Özlem yüklü günler içerisindeyim
gene. Burnumda tütüyorsun gene. Acısı bitmeyecek biliyorum ama vallahi
küllenmiyor da. Beş koca sene...
Ne sefalı günlerim varmış
varlığında,
Yokluğunda defalarca yüzüme
vuruyor bu duygu.
Serviste işten dönerken , cama
koyuyorum başımı, hep gözümün önünde, tüm yaşadıklarımız, bir tane bile kötü
hatıra yok inan ;
Karşılıklı dairelerde oturduğumuz
günlerde, her sabah cümbür cemaat yüzsüz
yüzsüz kahvaltıya beş yıldızlı otel edası ile gelişimiz , akşamları yemeğe
kalışımız, utanmadan menü seçişimiz, hava soğuk sizde kalalım, hava sıcak sizde
kalalım, hafta sonu birlikte takılalım, sofralar kurulurken kaldırılırken
yaylanalım, oturalım, ey onbeşli şarkılar söyleyen senin mesajını anlamazlıktan
gelelim, vb.
Derken ve düşünürken kendime öyle kızıyorum ki, gençliğime mi
yanayım, cahilliğime, hoş görüşüne sığınışına mı bilemiyorum.

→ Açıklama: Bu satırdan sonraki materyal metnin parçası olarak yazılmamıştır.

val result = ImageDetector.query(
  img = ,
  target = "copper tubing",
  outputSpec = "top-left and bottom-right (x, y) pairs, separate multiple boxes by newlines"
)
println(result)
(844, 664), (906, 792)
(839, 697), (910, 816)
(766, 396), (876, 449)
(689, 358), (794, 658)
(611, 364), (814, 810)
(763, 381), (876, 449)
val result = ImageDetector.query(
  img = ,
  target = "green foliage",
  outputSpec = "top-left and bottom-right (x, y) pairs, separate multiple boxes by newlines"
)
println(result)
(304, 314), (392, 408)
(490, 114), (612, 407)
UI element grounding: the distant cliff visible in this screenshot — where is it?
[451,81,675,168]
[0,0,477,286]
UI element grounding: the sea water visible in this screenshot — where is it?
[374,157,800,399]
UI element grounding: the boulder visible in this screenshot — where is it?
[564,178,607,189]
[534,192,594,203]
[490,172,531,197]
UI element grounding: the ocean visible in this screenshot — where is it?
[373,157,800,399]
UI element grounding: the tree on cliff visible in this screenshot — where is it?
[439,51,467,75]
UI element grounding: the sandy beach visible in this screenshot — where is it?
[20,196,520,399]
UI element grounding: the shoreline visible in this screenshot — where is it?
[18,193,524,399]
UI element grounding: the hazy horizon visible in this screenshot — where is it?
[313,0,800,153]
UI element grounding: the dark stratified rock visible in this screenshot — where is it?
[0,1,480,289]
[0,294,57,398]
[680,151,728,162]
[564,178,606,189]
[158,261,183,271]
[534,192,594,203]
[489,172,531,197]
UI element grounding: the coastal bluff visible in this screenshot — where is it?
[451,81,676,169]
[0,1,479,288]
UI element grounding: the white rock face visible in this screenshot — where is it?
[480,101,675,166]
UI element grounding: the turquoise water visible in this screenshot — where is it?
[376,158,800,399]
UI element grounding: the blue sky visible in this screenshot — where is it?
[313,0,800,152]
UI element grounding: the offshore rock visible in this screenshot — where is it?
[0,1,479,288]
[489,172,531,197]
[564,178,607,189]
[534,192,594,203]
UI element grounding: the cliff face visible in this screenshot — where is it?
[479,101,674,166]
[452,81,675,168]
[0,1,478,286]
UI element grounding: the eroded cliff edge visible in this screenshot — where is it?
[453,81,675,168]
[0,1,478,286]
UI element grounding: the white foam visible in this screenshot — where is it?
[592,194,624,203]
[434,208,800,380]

Hamileyken ayrı uğraştın, doğurdum
ayrı, oğluma kendi çocuğun gibi bakışın, Baybars yaralandığında benim değil
senin kapını çalışı, cebinde belki paran yokken sende bulunsun kızım deyip son
kuruşuna kadar verişin, nazdan niyazdan tembellikten yapmadığım yazlık
kışlıkları kaldırışın (ağrılarına rağmen) , kızmadan söylenmeden, desteklerin, anlayışın
, kemoterapi alırken bile evime geldiğimde yaptığın yemekler, hangi birini
söyleyeceğim, anlatacağım bilemiyorum.
Nazlandırdın nazlandırdım, şimdi
sudan çıkmış balığa döndüm.
Keşke burada olsan, hiç bir iş
yapmasan, menfaatim için değil sadece senin için,
Otursak sohbet etsek, yaksan bir
sigara, pembe elbisen ile, kucağında kediler, neler kaynatırız kimbilir.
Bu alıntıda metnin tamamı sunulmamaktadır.